If the lender likes what they see (like consistent on-time payments and low debt utilization), you’re more likely to get approved for the credit card. Plus, you’re more likely to get a more competitive interest rate, which makes borrowing money cheaper.

How are credit scores calculated?

There are two primary credit scoring models: FICO and VantageScore. VantageScore combines information from all three credit bureaus, whereas FICO is based on data from a single credit bureau.

Here’s how FICO Scores are calculated:

  • Payment history (35% of total score). Measures whether you’ve paid on time.

  • Amounts owed (30%). How much you owe compared to your current credit limits.

  • Length of credit history (15%). How long you’ve been using credit and the ages of your accounts.

  • New credit (10%). How often you apply for new credit.

  • Credit mix (10%). The different types of credit you use or have used (loans, credit cards, etc.).

VantageScore uses slightly different weights, but also prioritizes payment history. 

So, as a teen, it’s essential to make on-time payments on all your credit products, like loans or credit cards. 

Why building credit early matters

Starting early gives you a head start on financial independence. The sooner you begin building credit, the more time you have to create a solid history, which pays off in more ways than one:

  • Better odds of getting approved for loans or rental applications

  • More competitive interest rates, which make borrowing cheaper

  • A longer credit history, which is a factor in your score

  • More flexibility and financial options when you need them

Start building credit as a teen 

If you’re already thinking about building credit at your age, you’re on the right path! Why not continue your money skills journey with Greenlight? Greenlight is a money app designed for teens, offering powerful features for spending, saving, and investing with parental approval – perfect for beginners. 

Ready to learn about the world of money? Sign up for Greenlight today

FAQs

What is the minimum age to start building credit?

You can be added as an authorized user as young as 13 with many credit card issuers. You can apply for your own credit card at 18.

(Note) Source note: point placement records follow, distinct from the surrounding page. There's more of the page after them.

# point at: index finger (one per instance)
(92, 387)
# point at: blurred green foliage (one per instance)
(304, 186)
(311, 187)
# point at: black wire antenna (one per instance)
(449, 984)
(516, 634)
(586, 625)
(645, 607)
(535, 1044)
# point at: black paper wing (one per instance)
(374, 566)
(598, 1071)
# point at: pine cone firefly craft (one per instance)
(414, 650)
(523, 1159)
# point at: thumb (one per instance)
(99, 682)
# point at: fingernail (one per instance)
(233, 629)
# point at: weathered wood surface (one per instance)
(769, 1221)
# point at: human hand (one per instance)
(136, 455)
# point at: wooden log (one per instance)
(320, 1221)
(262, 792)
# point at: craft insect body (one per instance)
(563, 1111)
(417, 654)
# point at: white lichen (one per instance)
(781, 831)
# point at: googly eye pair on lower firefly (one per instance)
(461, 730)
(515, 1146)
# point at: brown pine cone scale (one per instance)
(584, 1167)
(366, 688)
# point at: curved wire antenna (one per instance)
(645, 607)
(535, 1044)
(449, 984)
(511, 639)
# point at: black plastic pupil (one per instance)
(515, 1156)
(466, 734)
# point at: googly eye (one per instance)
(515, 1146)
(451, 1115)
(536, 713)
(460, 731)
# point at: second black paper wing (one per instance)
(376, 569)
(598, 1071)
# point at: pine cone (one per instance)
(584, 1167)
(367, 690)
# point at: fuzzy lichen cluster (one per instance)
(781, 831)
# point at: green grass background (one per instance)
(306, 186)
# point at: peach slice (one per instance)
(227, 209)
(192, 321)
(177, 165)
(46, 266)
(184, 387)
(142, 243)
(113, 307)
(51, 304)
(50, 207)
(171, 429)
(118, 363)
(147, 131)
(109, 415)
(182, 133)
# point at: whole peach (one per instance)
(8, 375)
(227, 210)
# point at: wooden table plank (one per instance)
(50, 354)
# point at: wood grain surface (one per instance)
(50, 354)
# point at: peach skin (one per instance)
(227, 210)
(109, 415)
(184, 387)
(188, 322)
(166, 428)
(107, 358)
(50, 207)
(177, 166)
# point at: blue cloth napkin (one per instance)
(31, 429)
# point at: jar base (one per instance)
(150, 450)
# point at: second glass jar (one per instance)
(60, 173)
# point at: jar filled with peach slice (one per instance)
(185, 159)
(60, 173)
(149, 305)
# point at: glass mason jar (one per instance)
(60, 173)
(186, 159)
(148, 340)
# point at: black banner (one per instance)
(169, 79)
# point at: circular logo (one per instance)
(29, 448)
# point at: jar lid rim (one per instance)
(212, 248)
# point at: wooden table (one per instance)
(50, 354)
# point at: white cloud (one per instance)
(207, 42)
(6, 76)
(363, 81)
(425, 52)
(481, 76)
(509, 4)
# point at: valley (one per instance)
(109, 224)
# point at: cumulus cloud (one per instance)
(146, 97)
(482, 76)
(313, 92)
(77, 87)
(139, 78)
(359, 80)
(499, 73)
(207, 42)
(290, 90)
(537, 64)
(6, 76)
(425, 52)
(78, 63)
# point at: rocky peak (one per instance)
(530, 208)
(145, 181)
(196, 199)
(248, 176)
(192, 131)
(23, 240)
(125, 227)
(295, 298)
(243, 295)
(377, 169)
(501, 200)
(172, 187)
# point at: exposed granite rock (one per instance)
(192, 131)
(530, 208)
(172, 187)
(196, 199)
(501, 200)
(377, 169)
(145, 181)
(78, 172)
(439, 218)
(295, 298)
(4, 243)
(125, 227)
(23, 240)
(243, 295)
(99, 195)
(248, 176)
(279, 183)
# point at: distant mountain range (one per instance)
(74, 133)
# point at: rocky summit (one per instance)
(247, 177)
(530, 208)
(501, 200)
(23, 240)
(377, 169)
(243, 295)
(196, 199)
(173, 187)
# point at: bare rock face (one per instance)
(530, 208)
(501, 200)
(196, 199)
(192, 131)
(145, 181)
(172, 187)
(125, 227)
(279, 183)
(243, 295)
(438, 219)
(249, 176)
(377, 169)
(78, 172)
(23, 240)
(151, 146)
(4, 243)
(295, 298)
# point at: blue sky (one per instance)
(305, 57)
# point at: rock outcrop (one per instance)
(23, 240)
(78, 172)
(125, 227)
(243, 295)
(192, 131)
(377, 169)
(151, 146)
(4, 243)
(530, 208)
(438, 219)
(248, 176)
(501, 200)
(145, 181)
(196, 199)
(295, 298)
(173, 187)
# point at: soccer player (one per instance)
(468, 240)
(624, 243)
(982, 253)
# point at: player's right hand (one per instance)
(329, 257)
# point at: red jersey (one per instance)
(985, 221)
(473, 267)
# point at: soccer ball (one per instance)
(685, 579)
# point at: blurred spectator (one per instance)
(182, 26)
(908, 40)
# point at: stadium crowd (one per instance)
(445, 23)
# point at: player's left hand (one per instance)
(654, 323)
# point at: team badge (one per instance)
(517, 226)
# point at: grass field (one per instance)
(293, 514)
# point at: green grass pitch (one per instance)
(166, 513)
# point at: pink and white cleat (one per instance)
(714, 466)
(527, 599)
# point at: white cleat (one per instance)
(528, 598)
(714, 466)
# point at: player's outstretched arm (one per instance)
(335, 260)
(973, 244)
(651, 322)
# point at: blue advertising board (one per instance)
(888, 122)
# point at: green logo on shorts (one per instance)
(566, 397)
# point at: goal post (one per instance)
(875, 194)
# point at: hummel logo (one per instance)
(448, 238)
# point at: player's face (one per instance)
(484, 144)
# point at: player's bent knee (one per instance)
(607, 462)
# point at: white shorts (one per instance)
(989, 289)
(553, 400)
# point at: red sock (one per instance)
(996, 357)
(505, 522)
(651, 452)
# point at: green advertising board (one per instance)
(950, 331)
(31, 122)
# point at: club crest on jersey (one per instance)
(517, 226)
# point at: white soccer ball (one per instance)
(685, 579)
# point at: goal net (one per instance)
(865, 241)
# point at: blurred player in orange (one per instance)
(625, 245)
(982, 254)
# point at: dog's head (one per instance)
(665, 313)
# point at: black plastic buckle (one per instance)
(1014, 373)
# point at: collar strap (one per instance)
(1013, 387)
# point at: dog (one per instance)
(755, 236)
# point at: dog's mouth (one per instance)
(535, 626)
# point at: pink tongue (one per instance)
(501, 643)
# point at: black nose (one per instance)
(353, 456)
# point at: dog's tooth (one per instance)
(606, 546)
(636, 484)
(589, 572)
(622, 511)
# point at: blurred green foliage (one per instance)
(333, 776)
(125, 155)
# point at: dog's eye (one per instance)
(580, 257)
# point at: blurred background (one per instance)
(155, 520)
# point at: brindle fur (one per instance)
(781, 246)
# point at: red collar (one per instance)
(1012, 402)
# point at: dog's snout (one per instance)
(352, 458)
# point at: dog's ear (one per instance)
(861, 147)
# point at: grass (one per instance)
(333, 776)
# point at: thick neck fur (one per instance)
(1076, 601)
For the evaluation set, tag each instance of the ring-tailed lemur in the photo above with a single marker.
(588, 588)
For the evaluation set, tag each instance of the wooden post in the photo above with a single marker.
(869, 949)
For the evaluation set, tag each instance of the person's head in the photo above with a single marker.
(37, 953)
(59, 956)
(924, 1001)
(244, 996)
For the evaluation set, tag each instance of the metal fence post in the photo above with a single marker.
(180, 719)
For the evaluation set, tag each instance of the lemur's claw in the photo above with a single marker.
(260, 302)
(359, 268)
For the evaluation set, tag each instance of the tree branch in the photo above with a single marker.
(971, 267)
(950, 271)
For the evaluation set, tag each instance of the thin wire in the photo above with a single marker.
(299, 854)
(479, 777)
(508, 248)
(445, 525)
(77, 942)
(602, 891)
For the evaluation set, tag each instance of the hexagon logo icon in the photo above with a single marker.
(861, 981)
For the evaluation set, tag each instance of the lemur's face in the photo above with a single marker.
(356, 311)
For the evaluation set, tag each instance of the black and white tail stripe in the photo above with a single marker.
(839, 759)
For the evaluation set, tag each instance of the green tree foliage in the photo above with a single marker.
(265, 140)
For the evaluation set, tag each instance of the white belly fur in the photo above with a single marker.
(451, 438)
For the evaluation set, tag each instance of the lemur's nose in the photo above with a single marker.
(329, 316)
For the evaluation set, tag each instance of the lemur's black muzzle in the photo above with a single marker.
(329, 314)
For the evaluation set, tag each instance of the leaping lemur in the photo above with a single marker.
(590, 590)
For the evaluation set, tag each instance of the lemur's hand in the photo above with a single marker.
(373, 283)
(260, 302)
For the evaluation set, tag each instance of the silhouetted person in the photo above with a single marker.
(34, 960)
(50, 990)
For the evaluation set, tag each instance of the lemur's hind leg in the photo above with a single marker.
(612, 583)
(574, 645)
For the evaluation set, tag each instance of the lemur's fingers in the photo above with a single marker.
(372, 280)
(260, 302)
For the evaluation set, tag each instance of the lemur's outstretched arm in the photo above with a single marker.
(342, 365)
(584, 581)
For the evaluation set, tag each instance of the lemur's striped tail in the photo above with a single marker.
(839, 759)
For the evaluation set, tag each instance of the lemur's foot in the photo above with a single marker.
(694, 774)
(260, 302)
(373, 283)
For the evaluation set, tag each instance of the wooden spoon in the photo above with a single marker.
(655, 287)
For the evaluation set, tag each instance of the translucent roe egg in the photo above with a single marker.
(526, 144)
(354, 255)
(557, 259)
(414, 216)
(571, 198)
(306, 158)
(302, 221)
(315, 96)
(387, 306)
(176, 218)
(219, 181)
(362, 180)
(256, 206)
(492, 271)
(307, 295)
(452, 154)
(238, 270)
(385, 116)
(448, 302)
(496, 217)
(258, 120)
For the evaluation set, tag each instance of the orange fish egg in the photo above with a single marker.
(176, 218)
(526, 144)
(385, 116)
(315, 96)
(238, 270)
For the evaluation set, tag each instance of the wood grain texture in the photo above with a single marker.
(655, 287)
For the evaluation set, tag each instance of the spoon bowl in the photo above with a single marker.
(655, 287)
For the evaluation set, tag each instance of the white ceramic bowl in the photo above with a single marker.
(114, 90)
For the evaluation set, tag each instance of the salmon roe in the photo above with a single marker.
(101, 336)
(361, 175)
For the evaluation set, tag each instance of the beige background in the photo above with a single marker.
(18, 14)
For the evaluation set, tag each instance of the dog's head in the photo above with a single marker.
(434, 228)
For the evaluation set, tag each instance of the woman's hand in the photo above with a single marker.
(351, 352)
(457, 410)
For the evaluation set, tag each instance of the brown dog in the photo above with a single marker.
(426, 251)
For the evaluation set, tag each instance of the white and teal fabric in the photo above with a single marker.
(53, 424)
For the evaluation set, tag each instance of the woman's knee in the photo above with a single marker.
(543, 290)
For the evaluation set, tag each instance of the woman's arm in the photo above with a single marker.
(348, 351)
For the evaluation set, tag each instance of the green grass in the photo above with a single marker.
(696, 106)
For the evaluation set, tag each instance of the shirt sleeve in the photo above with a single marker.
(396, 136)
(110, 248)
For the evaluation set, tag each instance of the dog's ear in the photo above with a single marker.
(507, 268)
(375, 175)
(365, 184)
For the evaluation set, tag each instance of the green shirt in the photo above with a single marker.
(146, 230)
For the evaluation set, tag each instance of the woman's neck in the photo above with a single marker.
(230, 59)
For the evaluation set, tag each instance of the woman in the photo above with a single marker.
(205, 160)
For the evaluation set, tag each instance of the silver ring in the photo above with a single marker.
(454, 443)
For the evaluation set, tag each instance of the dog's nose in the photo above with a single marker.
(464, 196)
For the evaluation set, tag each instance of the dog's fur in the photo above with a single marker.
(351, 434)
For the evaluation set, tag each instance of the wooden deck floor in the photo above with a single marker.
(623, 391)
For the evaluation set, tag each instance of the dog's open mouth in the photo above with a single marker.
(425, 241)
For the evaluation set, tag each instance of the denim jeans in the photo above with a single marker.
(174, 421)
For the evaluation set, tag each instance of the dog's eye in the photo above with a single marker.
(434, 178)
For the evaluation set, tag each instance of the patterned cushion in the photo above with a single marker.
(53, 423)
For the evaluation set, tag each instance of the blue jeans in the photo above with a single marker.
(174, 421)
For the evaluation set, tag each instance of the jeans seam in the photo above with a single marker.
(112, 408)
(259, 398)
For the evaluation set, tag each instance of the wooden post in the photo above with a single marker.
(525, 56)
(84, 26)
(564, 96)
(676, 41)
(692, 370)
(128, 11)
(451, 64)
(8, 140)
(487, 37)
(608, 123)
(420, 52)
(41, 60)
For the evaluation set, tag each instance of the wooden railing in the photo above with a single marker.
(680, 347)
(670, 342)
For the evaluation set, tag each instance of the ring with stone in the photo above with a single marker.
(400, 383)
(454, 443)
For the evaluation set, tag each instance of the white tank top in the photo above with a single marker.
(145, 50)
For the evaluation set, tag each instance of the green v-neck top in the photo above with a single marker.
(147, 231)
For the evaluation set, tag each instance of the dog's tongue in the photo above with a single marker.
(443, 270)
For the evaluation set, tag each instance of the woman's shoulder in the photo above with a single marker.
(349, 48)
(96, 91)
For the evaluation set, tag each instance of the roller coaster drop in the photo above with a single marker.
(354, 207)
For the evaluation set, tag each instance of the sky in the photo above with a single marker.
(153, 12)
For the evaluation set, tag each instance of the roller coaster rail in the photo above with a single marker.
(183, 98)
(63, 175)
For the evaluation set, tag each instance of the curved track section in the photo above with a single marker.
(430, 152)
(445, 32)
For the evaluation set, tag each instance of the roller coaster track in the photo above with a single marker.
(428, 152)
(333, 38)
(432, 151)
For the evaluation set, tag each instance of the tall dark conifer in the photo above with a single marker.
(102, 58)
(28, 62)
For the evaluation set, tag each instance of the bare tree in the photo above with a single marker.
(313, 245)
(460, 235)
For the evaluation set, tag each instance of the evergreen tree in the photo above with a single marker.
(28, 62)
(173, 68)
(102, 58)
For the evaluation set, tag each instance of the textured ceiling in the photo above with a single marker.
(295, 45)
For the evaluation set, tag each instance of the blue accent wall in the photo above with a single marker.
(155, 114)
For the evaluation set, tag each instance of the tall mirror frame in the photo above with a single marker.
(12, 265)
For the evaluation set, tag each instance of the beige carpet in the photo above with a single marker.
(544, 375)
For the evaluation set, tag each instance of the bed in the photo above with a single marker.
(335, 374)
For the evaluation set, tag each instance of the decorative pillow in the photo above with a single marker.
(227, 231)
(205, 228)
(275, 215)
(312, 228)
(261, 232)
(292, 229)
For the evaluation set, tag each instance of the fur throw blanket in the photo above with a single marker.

What’s a good credit score for a teenager?

Anything above 670 is considered good, but as a teen, focus on establishing positive habits first.

Can a teenager under 18 get their own credit card?

Not their own, but teens can be added as an authorized user on a parent or guardian’s credit card.

Is being an authorized user on a parent's credit card safe for my teen's credit?

Yes, as long as the primary cardholder makes on-time payments and keeps balances low.

How often should a teenager check their credit report?

At least once a year, but checking your score monthly can help you catch issues early.

How long does it take for a teenager to build good credit?

It can take 3-6 months to obtain a score after opening an account, and several years to establish a strong credit history.